We bought a McMansion in what was once the tree-line of an old farm. It was not until the builder cleared our backyard that I saw the trees we had purchased by accident.
Many had to be removed so that others might live. Many of them I removed by my own hand.
Sometimes I wept.
That’s not a boast. That’s a confession.
I’m a weak man and I know it.
I never, ever, wanted to be a man of great power.
Thanks, Meade.
And thanks, Ann.
Last summer when I was home I visited a cemetery that had been attached to a church that had been burned by arson about 20 years ago. At the time the church was one of only a very few structures older than 100 years. (It's shocking how *recently* most of this country was settled.)

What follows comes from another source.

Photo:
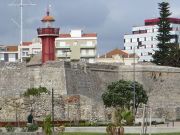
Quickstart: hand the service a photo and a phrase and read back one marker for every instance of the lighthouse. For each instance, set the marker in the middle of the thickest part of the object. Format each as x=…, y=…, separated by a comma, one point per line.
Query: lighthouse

This cemetery was lovely and shaded by huge old oak trees, up on a hill with a nice view. The habit is to have a family marker and then individual stones that lay flat. I noticed one, Otto, right next to the base of one tree, with dates that put his death at 100 years ago. And then I realized by the placement that the tree had grown pretty much right out of his chest.
It was strange to imagine the tree as a sapling either being planted or left to grow. It was strange to think of such a big old tree not having always been there.
My daughter has a favorite tree in our front yard, a large oak. I was looking at it once and it struch me what a huge organism it is. And we cannot see all the tree either, the inside, and the beneath. The one you met was huge and grand as well. Life in the slow, but on a grand scale.
Trey
But the tree just got into cyberspace.
Thanks to you.
Ann's Arbor, I wish again.
Your twisted oaks certainly live in lush surroundings compared to ours:
http://www.elbloggotorcido.com/2006/12/winter_light.html
I like Ruth's comment. Dare to be squishy!
You're a good man and a strong man, Bissage.
If this tree grows well in your part of the world, I highly recommend it as a lawn, shade, and/or street tree. An excellent replacement for the disease-prone American Elm, my daughter and I planted a twelve-footer ten years ago on Fathers' Day when she was ten. The daughter just turned twenty years on Saturday and the tree, pushing thirty feet, is finally large enough to shade my sometimes world-weary eyes from an annoying streetlight whenever I sit on the front porch swing keeping close watch on manic malevolent squirrel critter would-be terrorists.
Life could be far far worse here in the heart of the heartland.
"Life could be far far worse here in the heart of the heartland."
Please come further into the heart of the heartland, to Wisconsin, where elms can be planted, and we, with eyes no longer so weary, can, together, watch it grow.